The nature of the motoneuron, i.e., locomotor-driven and nonlocomotor-driven, was not affected by whether NMA/5-HT was applied over the thoracolumbar segments or at the lumbar level alone (n = 20 motoneurons). This indicated the coexistence of two functionally different populations of thoracic motoneurons. From the 59 motoneurons recorded in one or both experimental conditions, 38 (64%) were locomotor-driven motoneurons, as they expressed phasic membrane potential oscillations coordinated to the locomotor pattern; the remaining 21 motoneurons did not express any coordination during locomotor-like activity (Fig. 5C).
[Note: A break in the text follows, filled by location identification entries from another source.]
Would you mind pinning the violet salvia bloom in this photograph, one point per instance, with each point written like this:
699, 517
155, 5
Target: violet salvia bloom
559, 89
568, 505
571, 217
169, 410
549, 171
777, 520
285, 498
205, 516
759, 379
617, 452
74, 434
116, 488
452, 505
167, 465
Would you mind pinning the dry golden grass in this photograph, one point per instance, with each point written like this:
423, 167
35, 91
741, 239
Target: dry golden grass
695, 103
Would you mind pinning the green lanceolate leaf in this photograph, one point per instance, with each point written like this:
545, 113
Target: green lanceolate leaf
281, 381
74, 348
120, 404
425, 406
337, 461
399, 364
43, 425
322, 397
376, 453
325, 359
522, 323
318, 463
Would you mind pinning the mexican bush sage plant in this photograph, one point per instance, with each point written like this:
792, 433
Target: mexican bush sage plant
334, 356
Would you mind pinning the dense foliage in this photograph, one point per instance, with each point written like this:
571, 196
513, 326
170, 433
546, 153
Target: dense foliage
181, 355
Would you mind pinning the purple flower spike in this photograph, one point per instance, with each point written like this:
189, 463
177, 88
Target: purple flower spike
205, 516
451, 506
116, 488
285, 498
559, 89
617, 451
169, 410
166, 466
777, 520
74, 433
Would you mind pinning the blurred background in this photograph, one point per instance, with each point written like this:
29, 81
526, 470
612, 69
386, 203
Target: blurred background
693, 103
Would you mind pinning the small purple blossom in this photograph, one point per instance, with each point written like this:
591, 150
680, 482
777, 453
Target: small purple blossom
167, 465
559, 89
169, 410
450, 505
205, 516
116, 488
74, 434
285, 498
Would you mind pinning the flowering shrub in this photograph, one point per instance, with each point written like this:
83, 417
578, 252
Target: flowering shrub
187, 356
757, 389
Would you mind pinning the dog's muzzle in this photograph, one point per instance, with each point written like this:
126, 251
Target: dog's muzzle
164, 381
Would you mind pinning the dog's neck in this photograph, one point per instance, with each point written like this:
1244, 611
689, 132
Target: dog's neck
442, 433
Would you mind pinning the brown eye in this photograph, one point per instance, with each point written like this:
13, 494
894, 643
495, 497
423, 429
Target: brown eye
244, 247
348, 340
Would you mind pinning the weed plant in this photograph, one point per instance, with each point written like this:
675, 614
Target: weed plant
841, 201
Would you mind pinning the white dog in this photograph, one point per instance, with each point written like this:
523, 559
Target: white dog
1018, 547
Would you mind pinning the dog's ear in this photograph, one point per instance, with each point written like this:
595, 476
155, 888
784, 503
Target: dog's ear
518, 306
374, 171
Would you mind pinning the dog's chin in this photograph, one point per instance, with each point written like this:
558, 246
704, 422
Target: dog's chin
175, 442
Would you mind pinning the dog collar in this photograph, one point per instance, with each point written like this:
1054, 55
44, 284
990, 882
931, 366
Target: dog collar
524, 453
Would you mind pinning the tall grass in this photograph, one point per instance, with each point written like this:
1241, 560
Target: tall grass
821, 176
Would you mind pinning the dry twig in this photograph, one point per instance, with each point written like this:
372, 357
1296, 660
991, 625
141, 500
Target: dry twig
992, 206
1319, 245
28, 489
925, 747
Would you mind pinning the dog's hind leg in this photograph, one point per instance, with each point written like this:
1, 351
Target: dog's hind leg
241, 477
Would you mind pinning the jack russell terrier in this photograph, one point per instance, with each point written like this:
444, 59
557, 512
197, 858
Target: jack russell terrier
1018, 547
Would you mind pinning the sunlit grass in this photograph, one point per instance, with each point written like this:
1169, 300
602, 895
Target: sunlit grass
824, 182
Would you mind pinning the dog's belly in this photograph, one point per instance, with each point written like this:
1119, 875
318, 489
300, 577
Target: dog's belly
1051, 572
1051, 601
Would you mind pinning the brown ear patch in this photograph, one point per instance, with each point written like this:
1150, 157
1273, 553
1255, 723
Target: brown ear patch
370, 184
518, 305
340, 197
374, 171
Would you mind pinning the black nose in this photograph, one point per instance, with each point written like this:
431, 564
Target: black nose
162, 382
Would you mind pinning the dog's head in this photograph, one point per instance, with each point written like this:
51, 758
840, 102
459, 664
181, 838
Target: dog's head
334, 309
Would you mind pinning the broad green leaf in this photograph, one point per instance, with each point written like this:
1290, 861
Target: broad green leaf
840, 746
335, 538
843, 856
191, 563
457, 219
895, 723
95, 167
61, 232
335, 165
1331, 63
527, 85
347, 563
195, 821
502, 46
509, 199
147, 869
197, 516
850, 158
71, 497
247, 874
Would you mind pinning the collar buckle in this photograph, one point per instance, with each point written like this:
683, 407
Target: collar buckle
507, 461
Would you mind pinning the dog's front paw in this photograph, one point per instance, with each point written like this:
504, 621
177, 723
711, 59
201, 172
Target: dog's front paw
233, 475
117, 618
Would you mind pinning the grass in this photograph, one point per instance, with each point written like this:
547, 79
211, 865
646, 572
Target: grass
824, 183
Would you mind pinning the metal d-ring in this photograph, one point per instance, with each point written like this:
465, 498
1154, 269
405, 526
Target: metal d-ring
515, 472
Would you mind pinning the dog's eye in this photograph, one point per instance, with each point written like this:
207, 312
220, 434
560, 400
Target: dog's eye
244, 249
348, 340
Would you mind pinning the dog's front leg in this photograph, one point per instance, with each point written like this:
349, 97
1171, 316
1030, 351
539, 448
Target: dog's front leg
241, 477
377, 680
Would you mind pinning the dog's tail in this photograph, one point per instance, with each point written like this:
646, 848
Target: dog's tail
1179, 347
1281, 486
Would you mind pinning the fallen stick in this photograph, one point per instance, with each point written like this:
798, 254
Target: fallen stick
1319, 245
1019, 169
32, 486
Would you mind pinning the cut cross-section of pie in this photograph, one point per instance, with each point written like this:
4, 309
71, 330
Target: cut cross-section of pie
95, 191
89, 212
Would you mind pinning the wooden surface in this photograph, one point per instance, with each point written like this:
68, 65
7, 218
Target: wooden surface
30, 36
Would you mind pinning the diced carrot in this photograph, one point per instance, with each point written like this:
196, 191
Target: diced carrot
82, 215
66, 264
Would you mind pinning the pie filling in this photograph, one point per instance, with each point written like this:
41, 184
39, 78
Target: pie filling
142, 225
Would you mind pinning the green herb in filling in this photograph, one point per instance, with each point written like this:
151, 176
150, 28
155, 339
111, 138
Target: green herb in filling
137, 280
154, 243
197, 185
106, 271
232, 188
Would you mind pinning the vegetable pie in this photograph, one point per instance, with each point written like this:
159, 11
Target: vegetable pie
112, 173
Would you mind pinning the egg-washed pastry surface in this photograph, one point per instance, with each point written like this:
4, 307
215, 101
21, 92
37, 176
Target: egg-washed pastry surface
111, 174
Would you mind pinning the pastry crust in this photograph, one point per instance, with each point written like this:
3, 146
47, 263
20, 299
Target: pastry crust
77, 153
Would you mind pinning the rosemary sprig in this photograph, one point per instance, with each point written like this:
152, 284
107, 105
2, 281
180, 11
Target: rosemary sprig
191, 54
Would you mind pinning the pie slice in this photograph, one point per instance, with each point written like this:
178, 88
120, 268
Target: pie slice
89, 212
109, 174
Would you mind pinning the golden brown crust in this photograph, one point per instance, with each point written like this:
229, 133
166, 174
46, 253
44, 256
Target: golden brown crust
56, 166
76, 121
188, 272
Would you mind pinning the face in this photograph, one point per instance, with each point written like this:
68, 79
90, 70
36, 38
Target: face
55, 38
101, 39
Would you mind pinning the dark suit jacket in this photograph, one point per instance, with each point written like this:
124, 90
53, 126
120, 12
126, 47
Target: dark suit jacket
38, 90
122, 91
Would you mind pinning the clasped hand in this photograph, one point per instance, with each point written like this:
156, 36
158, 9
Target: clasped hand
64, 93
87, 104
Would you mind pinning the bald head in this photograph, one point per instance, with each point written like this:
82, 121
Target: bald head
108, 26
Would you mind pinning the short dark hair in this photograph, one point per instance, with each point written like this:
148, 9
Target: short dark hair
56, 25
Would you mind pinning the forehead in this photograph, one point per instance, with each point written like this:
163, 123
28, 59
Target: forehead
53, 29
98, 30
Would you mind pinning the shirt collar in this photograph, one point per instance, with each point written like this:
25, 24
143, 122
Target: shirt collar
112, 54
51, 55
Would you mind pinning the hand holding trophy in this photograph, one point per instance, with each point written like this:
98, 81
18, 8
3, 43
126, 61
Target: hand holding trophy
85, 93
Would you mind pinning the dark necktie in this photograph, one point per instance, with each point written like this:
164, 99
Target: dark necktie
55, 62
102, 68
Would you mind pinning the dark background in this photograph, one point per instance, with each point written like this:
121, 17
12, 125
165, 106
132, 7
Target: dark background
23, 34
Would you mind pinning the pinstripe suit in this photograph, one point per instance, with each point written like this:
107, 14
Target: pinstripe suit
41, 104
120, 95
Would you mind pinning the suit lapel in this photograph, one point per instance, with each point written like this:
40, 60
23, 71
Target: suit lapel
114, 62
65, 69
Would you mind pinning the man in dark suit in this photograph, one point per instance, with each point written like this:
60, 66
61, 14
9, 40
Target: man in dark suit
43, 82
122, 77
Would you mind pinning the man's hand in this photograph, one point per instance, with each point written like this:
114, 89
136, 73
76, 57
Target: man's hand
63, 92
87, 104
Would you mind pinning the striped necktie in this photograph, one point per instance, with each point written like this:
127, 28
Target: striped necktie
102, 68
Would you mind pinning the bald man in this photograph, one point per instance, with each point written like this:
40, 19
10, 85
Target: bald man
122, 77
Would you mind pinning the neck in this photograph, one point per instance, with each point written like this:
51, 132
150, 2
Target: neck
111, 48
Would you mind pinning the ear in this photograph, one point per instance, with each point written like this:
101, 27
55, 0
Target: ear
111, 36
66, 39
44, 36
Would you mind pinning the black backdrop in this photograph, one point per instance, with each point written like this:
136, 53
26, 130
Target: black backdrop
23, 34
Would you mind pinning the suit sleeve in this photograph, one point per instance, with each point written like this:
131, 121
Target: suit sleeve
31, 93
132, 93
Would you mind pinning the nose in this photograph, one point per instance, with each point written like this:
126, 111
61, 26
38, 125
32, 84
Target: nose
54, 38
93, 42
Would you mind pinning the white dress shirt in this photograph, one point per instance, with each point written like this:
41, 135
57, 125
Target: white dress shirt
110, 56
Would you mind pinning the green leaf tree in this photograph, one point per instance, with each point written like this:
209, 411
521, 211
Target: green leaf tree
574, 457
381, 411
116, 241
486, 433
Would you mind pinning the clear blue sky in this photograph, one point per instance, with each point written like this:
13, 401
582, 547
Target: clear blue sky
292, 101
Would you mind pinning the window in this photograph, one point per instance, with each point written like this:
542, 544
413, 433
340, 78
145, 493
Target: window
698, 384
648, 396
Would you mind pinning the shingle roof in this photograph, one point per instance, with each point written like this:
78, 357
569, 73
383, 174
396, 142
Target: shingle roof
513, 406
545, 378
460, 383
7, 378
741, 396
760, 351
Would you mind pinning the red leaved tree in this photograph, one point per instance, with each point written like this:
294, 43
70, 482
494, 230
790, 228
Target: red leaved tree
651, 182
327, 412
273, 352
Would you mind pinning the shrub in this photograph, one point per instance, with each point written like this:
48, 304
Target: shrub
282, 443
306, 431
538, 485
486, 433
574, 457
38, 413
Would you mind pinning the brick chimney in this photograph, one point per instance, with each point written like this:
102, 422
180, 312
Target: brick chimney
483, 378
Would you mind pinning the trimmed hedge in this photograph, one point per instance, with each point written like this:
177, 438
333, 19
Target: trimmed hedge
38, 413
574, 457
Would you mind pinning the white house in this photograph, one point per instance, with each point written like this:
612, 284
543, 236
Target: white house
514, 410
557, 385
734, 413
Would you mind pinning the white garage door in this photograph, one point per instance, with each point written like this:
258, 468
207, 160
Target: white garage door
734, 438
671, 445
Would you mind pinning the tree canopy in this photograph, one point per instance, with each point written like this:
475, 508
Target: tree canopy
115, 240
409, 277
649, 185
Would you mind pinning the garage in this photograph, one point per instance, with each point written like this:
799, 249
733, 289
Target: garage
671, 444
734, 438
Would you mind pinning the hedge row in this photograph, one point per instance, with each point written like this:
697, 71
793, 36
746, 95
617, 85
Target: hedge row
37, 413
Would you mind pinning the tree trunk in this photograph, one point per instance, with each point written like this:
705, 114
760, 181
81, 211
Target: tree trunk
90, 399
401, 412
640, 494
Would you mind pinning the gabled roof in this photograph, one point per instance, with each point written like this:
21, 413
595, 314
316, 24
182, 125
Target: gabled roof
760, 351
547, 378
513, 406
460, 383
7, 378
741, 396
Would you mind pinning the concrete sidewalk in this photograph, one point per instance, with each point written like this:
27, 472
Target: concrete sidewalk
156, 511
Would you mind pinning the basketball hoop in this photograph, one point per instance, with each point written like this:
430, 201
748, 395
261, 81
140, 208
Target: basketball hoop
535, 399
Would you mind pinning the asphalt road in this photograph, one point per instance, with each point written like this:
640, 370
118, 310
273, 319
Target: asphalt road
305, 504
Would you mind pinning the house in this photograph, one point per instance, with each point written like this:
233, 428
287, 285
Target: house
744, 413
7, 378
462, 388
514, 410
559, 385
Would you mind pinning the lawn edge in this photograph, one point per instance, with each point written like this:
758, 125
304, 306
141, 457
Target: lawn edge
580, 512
These observations suggest that the absence of extracellularly recorded motor bursts when only the lumbosacral cord was pharmacologically activated was due to a subthreshold activation of thoracic motoneurons. Interestingly, the proportion of locomotor-driven motoneurons is not uniform along the thoracic cord, being found in a more caudal location than nonlocomotor-driven motoneurons (T8–T10: 81%, T6–T7: 64%, T3–T5: 50%, p < 0.0001, χ2, Fig. 5D).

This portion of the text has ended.